For anything real, the index is an ordinary Parquet file. DuckDB answers the usual questions directly:

-- how did the run go?
SELECT status, count(*) AS n
FROM 'run-out/captures.parquet'
GROUP BY status ORDER BY n DESC;

-- what failed, and why?
SELECT url, error FROM 'run-out/captures.parquet' WHERE error <> '';

The bytes themselves live in the WARC files, in the standard format, so they open in any WARC tool. Each index row carries a warc_file, warc_offset, and warc_length that point straight at the response record, so you never scan the archive to find one capture. The configuration reference documents every column.

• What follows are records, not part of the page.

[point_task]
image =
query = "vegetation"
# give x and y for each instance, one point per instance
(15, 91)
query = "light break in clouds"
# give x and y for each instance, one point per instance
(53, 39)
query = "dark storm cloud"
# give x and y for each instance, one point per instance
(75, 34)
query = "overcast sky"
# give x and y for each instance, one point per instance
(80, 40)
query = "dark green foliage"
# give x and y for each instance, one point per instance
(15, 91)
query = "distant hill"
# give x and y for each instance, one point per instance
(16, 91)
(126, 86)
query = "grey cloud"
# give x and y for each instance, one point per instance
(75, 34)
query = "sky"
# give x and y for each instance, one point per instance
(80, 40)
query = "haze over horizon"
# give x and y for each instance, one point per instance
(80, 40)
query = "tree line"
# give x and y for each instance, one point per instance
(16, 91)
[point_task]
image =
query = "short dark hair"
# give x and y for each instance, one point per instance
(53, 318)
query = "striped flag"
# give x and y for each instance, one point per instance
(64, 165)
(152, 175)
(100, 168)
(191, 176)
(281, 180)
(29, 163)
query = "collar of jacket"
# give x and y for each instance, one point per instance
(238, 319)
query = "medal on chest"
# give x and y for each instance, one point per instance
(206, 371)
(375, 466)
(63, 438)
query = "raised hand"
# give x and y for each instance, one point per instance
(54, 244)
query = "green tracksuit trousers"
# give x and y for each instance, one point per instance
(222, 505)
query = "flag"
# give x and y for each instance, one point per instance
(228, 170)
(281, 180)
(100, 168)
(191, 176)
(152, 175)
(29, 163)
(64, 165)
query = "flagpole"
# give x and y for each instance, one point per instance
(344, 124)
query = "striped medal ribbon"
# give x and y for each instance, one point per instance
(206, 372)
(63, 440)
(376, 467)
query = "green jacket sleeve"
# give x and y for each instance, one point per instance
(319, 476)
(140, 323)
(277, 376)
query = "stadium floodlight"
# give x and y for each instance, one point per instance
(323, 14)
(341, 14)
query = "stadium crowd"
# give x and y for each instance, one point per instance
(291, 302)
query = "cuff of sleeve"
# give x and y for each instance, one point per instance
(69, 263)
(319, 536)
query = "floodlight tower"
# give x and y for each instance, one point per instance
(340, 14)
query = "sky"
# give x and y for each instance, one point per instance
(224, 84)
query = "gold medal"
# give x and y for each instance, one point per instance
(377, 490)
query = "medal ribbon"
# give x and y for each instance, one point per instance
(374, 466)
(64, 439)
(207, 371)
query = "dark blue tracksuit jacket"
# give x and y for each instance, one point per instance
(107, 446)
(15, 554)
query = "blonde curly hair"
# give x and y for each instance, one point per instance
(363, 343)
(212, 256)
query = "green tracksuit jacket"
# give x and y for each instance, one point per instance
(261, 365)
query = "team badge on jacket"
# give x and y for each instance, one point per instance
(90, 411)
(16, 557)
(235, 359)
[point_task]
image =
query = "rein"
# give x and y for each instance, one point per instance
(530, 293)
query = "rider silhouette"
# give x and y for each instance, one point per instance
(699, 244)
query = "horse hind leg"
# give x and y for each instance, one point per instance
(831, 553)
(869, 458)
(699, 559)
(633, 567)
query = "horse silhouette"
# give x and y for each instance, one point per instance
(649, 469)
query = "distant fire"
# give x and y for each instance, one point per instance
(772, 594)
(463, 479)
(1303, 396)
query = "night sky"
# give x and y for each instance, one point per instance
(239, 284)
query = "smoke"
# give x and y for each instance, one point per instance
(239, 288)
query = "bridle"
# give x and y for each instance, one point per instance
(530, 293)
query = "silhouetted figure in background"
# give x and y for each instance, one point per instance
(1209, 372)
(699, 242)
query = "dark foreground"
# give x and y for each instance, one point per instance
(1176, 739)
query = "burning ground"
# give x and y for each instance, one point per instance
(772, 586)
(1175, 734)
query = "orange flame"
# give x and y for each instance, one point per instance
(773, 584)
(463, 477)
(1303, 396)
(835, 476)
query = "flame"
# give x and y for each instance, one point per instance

4. Retry just the failures

Because a failed fetch still produces a row (status 0, with the reason in error), the index is a complete record of the run. Select the rows that need another attempt, write them back out as a seed, and crawl that smaller list:

duckdb -noheader -csv \
  -c "SELECT url FROM 'run-out/captures.parquet' WHERE error <> ''" \
  > retry.txt
ami crawl retry.txt -o run-out --run-id retry --mode polite

--run-id retry keeps the retry's output beside the first pass under the same directory, and --mode polite gives the stragglers a browser-like header set that a bot-detection WAF is less likely to block.

Scaling out

When one machine is not enough, the same seed splits across a fleet: each process takes --shard i --shards N and crawls its slice. The sharding guide covers the partitioning and how the per-machine indexes union back into one logical run.